The Death of the American Corporation

Justin Haskins Heartland Institute
Published March 2, 2015

The traditional American corporation has been a fixture in the U.S. economy for generations. Corporations allow entrepreneurs to shield themselves from liability, spread ownership out to an unlimited number of shareholders, and more easily raise funds for large-scale business investments.

While many modern politicians and pundits have spent copious time denouncing the evils of corporate America, the reality is that without the legal protections and financial opportunities provided by corporations, the United States would never have developed into the economic superpower it is today.

Despite its many advantages, the American corporate business model is slowly and painfully dying, and with it, a tremendous potential for future economic growth. According to a recent study by William McBride at the Tax Foundation, the United States loses roughly 60,000 corporations every year, and about 1 million corporations have been lost since the mid-1980s. According to the study, the number of corporations in the United States is at its lowest point in 40 years.

As a result of the declining number of corporations, only 60 percent of U.S. business profits now come from this type of business structure, a relatively low figure compared to many of the other successful economic nations of the world.

The reasons behind the decline of the American corporation are not difficult to discover. The United States continues to have the industrialized world’s highest corporate income tax rate, beating out numerous notorious high-tax nations like Belgium and France. Additionally, the U.S. tax code provides many incentives for those starting businesses or restructuring businesses to stay away from traditional corporations, also known as “C corporations.” For instance, C corporations are subject to multiple layers of taxation, which means the profits of the corporation are taxed, the shareholders’ profits are taxed, and all of the employees working for the corporation pay personal income taxes, as well.

The various disadvantages created by the federal government have led numerous entrepreneurs to choose alternative business structures to avoid paying high tax rates. Since the early 1990s, the number of partnerships has more than doubled, and sole proprietorships continue to be an option many small business owners utilize to avoid the complicated tax maze formulated by the IRS.

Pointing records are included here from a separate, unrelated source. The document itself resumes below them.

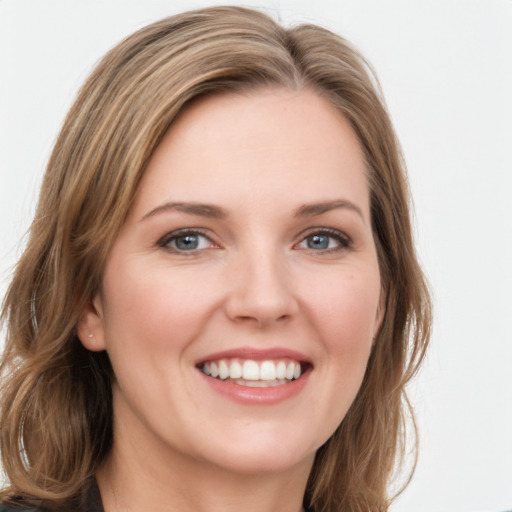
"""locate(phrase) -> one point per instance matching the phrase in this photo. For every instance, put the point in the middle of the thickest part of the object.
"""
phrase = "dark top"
(92, 503)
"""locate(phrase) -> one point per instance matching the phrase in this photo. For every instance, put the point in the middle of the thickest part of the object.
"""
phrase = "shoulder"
(12, 508)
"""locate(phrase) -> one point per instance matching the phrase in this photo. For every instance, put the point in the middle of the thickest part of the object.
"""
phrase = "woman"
(219, 305)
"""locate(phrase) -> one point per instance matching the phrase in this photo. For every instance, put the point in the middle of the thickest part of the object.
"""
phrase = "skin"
(256, 280)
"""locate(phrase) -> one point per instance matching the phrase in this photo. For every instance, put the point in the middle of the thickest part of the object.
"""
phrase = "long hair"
(56, 401)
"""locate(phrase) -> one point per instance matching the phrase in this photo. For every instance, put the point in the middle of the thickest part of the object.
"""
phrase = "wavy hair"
(56, 401)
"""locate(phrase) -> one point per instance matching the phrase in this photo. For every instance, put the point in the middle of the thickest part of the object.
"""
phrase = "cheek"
(153, 306)
(346, 310)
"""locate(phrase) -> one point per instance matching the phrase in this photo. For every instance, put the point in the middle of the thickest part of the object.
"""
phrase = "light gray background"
(446, 70)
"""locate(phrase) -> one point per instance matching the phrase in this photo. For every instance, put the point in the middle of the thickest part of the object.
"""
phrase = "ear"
(90, 328)
(381, 310)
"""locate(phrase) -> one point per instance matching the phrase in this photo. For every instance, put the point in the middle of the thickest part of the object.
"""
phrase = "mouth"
(255, 373)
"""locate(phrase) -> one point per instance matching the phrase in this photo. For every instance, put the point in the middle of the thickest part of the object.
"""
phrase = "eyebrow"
(216, 212)
(203, 210)
(314, 209)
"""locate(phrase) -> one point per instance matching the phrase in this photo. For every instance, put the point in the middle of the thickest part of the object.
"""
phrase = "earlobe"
(90, 329)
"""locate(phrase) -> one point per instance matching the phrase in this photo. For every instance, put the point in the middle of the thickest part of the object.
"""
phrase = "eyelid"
(165, 240)
(345, 242)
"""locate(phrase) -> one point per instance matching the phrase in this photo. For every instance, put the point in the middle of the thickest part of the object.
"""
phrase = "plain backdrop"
(446, 70)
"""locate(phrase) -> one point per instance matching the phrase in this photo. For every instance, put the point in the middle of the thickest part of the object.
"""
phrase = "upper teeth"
(249, 369)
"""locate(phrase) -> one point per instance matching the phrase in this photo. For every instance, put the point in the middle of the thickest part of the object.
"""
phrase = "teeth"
(235, 370)
(268, 370)
(223, 370)
(250, 370)
(281, 370)
(254, 373)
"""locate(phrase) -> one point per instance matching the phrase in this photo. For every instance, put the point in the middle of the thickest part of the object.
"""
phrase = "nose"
(261, 293)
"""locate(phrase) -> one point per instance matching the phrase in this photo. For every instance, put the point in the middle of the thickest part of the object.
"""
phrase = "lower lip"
(258, 396)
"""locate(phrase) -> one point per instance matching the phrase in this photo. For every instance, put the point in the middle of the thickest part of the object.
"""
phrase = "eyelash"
(343, 241)
(167, 239)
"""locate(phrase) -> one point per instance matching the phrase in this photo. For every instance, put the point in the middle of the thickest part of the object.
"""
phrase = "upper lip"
(257, 354)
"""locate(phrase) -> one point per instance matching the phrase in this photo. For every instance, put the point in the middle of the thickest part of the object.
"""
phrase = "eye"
(185, 241)
(325, 241)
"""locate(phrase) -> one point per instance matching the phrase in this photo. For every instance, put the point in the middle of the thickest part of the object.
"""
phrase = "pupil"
(318, 242)
(187, 242)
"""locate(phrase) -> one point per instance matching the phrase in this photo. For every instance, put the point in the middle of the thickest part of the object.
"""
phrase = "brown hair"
(56, 404)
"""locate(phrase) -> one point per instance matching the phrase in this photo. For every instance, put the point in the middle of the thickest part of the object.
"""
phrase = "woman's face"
(242, 295)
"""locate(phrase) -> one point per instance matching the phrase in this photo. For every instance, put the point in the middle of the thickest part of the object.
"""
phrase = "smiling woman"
(219, 305)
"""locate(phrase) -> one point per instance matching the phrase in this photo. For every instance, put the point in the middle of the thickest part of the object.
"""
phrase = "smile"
(251, 373)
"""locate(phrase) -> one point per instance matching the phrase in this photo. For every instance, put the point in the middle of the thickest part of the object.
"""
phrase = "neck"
(139, 482)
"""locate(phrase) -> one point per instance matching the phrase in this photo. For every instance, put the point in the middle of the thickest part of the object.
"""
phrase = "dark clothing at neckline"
(91, 503)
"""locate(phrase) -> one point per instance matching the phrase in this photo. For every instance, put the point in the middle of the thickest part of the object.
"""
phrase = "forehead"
(284, 143)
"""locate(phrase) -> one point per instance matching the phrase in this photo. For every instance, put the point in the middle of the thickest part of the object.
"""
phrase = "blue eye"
(185, 241)
(325, 241)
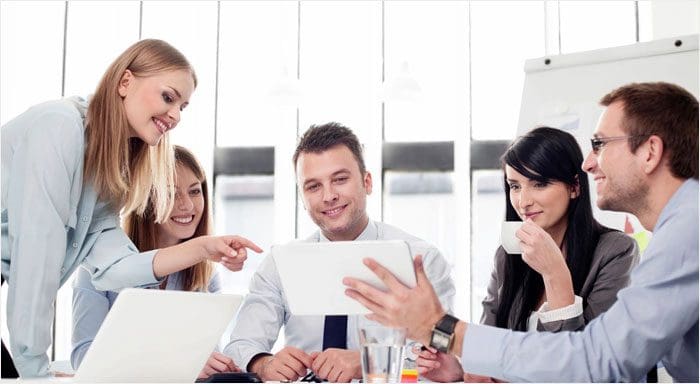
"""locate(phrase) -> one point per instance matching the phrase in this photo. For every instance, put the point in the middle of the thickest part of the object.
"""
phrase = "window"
(437, 58)
(30, 75)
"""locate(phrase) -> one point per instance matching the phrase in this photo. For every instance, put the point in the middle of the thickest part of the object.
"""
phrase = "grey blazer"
(613, 260)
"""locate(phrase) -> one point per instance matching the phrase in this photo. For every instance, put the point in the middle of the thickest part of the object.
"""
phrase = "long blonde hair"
(128, 172)
(142, 229)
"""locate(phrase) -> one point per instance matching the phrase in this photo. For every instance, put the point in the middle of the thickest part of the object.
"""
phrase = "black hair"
(546, 155)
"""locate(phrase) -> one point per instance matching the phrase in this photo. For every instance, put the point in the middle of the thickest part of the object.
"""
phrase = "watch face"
(440, 340)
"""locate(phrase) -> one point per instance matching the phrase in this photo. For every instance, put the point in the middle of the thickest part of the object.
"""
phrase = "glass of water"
(382, 353)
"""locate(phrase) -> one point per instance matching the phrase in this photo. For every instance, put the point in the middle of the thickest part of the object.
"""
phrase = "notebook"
(157, 336)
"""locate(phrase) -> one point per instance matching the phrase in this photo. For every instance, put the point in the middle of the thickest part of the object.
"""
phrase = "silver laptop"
(157, 336)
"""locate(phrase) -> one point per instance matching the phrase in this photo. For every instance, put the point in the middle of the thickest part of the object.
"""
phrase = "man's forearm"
(258, 362)
(460, 329)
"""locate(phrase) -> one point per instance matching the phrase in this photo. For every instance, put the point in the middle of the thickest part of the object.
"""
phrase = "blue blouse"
(51, 223)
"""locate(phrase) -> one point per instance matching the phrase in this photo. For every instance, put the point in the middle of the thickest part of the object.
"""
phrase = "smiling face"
(153, 103)
(546, 203)
(334, 192)
(615, 169)
(187, 210)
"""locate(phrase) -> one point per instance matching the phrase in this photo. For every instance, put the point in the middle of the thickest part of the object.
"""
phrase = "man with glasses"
(334, 184)
(644, 161)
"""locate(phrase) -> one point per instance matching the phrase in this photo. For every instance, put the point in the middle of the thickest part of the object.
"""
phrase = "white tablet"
(152, 336)
(312, 273)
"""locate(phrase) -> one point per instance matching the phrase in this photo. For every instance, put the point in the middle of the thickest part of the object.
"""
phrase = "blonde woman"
(188, 219)
(68, 168)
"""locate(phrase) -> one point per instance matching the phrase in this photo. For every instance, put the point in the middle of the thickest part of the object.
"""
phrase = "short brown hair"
(665, 110)
(320, 138)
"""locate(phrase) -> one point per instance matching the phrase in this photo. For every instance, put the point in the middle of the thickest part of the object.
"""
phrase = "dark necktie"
(335, 332)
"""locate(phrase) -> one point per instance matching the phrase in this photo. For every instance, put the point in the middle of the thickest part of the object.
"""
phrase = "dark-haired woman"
(571, 266)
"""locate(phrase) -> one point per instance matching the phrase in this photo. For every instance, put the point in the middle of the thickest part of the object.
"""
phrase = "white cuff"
(568, 312)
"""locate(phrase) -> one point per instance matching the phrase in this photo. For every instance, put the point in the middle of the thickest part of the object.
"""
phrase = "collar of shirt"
(369, 233)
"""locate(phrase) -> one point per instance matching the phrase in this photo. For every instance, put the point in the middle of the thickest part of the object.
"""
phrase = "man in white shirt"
(334, 184)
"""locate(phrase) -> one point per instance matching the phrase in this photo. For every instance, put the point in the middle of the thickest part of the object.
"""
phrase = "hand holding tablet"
(312, 273)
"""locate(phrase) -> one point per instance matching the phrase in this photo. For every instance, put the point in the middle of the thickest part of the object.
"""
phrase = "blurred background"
(432, 89)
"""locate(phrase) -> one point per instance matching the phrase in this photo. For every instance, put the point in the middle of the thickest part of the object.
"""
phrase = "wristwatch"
(444, 333)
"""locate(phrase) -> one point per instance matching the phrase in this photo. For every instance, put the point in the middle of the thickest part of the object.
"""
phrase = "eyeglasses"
(598, 142)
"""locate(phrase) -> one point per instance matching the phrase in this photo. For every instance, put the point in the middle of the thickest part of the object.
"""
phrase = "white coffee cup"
(508, 240)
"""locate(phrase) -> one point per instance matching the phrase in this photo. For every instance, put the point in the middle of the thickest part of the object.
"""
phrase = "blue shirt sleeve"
(655, 317)
(90, 308)
(115, 263)
(43, 169)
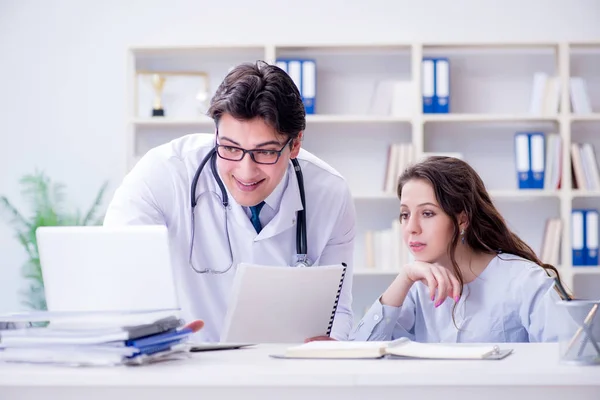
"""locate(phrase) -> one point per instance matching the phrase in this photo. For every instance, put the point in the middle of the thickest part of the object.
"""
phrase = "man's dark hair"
(264, 91)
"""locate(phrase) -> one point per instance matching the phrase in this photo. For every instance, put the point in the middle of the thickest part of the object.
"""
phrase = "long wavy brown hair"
(458, 188)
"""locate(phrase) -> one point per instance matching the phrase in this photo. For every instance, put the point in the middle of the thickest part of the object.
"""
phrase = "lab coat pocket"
(507, 330)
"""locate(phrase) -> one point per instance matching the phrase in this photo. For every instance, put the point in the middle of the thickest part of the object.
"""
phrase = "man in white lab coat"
(260, 120)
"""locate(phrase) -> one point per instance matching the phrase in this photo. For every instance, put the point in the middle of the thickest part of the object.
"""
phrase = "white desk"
(532, 372)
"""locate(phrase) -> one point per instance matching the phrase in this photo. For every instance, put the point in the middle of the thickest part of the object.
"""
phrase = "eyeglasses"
(259, 156)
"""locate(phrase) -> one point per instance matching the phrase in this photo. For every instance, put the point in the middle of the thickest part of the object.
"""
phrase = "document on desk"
(275, 304)
(399, 348)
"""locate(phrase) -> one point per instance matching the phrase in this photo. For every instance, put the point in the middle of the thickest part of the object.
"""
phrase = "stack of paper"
(89, 345)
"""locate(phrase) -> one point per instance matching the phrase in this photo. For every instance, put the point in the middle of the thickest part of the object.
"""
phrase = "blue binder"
(523, 160)
(428, 85)
(537, 160)
(308, 80)
(304, 74)
(591, 237)
(442, 86)
(578, 236)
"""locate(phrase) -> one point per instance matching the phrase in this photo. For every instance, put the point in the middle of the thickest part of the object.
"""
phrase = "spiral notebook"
(399, 348)
(275, 304)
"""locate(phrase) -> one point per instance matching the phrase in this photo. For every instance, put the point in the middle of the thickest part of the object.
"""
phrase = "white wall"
(62, 68)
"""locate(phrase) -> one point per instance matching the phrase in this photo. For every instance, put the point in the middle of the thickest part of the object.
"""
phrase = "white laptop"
(97, 269)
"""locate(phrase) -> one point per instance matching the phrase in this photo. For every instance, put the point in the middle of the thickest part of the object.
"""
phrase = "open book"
(281, 304)
(398, 348)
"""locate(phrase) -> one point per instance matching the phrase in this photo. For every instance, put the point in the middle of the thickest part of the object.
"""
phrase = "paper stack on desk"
(87, 345)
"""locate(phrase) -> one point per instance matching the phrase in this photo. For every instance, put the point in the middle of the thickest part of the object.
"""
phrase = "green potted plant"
(47, 201)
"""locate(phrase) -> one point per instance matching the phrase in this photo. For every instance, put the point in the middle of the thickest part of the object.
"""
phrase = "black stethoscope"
(301, 242)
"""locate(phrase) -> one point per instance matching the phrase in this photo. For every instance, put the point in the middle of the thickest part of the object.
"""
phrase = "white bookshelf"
(490, 93)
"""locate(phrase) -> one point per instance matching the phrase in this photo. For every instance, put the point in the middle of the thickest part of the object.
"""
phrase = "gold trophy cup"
(158, 82)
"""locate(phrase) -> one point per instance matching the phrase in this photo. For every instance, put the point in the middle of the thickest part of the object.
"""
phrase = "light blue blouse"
(513, 300)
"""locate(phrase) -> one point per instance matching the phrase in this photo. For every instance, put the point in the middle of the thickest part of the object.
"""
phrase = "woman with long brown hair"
(473, 279)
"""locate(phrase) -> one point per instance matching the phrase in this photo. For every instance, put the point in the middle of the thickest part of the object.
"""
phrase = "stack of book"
(89, 344)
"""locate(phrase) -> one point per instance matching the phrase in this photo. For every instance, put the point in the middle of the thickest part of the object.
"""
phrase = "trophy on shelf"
(203, 95)
(158, 82)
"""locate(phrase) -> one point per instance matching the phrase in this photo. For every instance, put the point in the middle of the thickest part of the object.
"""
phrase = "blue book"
(591, 237)
(308, 80)
(442, 86)
(167, 337)
(537, 151)
(522, 160)
(428, 85)
(578, 236)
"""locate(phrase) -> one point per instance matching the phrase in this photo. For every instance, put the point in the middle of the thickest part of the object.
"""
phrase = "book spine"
(337, 300)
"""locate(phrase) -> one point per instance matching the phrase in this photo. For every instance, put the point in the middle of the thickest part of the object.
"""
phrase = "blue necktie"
(255, 210)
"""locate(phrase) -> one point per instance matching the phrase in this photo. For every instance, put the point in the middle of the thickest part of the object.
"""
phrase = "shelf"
(523, 193)
(585, 117)
(165, 121)
(585, 193)
(487, 118)
(324, 118)
(374, 272)
(498, 194)
(310, 119)
(374, 196)
(593, 270)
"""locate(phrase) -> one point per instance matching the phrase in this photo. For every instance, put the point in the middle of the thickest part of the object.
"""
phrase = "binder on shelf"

The number of S corporations has also risen dramatically as a result of the detrimental taxes placed on traditional corporations. Unlike C corporations, S corporations pass all taxes on to the owners of the business; the corporation does not pay any taxes on its profits. Owners pay personal income rates on the profits of the corporation, which significantly limits the total amount of taxes paid. Perhaps the largest disadvantage of an S corporation compared to a traditional corporation is that the number of shareholders in the company is limited to 100, which can significantly stifle the ability of the corporation to raise funds quickly for important projects.

The continuous decline of corporations in the United States significantly harms economic growth. Not only do traditional C corporations allow businesses the possibility to quickly obtain an infusion of cash to spur expansion through stock offerings, they also protect owners from debt and financial liabilities in a way partnerships and sole proprietorships simply cannot. When corporations fail, the repercussions for the owners are virtually non-existent. When sole proprietorships and partnerships fail, owners are often stuck with devastating amounts of debt that often prevent future business ideas from ever taking shape. In the Tax Foundation’s report, McBride correctly asserts:

Unfortunately, [the decline of corporations in America is] troubling for the long-term health of the economy. C corporations usually provide the most efficient business structure for large-scale projects and investments. However, high corporate tax rates drive activity away from the corporate sector, artificially limiting this important aspect of the economy and harming productivity and workers’ wages, [as well as leaving] potential growth and economic activity on the table.

None of these fears seem to have bothered President Barack Obama when he formulated his $4 trillion budget proposal released in early February. Obama’s plan calls for raising taxes on corporations to pay for increased government spending and a massive $478 billion public works project. Unless the federal government implements tax reforms that will encourage the growth of all businesses, including corporations, the U.S. economy will continue to improve at a sluggish pace, and future breakthrough business ideas will be developed in countries that provide a more favorable economic climate.